Mirage Effect
When multimodal AI models produce confident visual analysis from images that were never provided
The mirage effect is a failure mode in multimodal AI models where the system constructs detailed visual descriptions, diagnoses, and reasoning traces from images that were silently removed from the input. Unlike hallucination — which involves generating incorrect details about a real input — the mirage effect involves building an entire fabricated perceptual reality and reasoning from it with high confidence. The term was introduced in a 2026 Stanford paper (MIRAGE) co-authored by Fei-Fei Li.

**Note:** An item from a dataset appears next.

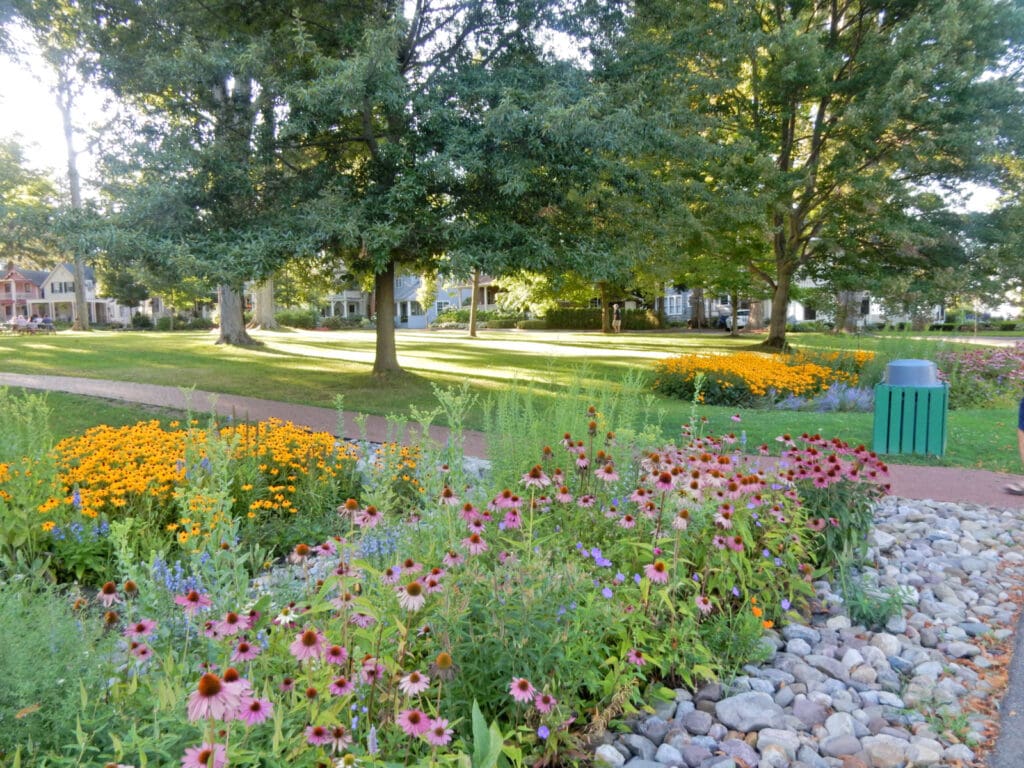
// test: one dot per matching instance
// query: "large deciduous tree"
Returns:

The researchers tested frontier models including GPT-5.1, Gemini 3 Pro, and Claude Opus 4.5 across six major vision benchmarks, both medical and general. When all images were silently removed without changing prompts, the models continued to score 70-80% accuracy — describing nonexistent X-rays in detail, identifying fake nodules, and diagnosing conditions from text patterns alone. The models did not detect the absence of visual input. More troublingly, a text-only 3-billion-parameter model fine-tuned on the same benchmarks without any images outperformed all frontier multimodal models and even human radiologists on a held-out test set.
The findings expose a structural problem in how multimodal AI capabilities are evaluated: up to 77% of questions in standard vision benchmarks could be answered through text-pattern recognition alone, without any genuine visual understanding. This means that leaderboard scores, benchmark breakthroughs, and claims of multimodal capability may reflect linguistic shortcuts rather than actual perception. The practical implications are severe for high-stakes domains like medical imaging, where mirage-mode diagnoses showed systematic bias toward the most dangerous conditions — STEMI, melanoma, carcinoma — based on textual priors rather than visual evidence.
The mirage effect raises fundamental questions about what it means for a model to 'see.' When a system performs better in mirage mode — not knowing it is blind — than when explicitly told no image is present, the boundary between perception and confabulation becomes disturbingly unclear. The paper's benchmark cleanup methodology (B-Clean) and code are open-sourced, offering a path toward benchmarks that actually test visual understanding rather than text-pattern matching.